All values are invalid for this type.- An integer, floating point value, or an original pointer obtained from uninitialized memory, or
str
Uninitialized memory in. - A reference or
Box<T>
Is dangling, misaligned, or points to an invalid value. - Generic references,
Box<T>
Or invalid metadata in the original pointer.- If a
dyn Trait
The vtable that the pointer/reference points to does not match the vtable of the Trait, thendyn Trait
The metadata is invalid. - If the Slice length is not a valid USize (for example, a USize read from uninitialized memory), then the Slice metadata is invalid.
- If a
- An invalid value for a type that has a custom invalid value, such as in the library
NonNull<T>
andNonZero*
.
Note: Rustc does this with the unstable rustc_layout_scalar_VALID_range_ * attribute.

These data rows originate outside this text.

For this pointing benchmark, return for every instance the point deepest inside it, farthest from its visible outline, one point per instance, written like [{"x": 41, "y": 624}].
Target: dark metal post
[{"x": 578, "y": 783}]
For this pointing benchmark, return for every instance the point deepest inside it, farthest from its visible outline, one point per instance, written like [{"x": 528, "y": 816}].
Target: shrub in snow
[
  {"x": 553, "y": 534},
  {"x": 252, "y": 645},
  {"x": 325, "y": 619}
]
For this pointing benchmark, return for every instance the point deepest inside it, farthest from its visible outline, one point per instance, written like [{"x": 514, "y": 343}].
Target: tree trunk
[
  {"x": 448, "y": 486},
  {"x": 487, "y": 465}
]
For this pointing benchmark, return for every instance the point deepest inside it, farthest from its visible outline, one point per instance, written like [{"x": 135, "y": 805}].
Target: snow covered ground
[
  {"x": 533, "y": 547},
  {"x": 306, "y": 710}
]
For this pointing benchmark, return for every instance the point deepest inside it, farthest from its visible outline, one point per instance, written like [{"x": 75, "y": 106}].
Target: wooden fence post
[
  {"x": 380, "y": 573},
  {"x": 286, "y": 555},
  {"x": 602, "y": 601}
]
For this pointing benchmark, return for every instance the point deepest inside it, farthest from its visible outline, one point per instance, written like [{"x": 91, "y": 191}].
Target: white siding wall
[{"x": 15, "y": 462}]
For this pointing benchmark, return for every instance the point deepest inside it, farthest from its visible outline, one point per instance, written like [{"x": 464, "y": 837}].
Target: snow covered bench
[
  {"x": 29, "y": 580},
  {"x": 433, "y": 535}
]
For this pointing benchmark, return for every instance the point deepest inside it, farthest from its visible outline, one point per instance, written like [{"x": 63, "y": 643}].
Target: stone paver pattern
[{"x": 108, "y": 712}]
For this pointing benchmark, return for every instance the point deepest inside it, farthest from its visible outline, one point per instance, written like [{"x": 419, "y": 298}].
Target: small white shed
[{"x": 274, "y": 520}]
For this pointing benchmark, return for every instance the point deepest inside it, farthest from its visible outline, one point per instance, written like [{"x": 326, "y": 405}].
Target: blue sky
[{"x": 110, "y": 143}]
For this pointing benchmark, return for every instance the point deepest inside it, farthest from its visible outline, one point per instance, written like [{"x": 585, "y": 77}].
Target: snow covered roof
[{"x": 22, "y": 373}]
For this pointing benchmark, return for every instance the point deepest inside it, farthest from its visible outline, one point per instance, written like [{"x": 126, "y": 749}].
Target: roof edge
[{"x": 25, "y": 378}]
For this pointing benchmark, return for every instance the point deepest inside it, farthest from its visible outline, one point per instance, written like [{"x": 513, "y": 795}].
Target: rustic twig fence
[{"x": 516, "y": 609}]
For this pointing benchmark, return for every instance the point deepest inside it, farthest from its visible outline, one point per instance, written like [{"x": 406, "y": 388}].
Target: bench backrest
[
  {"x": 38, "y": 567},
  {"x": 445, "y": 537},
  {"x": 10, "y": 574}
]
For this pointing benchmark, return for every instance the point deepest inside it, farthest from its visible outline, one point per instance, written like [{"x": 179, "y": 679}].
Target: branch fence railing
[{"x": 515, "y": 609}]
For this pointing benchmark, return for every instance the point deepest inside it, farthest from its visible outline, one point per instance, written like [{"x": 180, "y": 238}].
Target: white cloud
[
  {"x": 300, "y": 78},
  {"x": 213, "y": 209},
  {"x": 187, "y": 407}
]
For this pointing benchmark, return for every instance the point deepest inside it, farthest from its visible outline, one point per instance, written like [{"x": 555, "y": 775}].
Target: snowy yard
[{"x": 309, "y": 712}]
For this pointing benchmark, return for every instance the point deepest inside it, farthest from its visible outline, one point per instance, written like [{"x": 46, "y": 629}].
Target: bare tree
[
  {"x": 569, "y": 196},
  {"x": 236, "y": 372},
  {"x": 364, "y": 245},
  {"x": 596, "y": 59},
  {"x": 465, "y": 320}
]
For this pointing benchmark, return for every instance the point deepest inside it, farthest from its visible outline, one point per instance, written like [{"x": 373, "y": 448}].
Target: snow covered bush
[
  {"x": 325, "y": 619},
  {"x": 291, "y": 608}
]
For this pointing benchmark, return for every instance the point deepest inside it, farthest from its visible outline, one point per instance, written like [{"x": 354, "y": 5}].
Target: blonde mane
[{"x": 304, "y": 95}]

Note: For any type with a limited set of valid values, uninitialized memory is also implicitly invalid. In other words, the only cases where uninitialized memory is allowed to be read are within the union and in the padding (the gap between fields/elements of a type).
Note: Undefined behavior affects the entire program. For example, calling a function in C that exhibits undefined BEHAVIOR in C means that your entire program contains undefined behavior, which also affects Rust code. Vice versa, undefined behavior in Rust can adversely affect code executed by any FFI call in another language.
Dangling pointer
A reference/pointer is dangling if it is empty, or if all the addresses it points to are not valid addresses (such as memory allocated by malloc). The range to which it points is determined by the value of the pointer and the size of the type to which it points (using size_of_val). Therefore, if the pointing range is empty, the drape is the same as non-empty.
Note that slices and strings point to their entire range, so they can’t be very long. The memory allocation length, slice, and string length cannot be larger than isize::MAX bytes.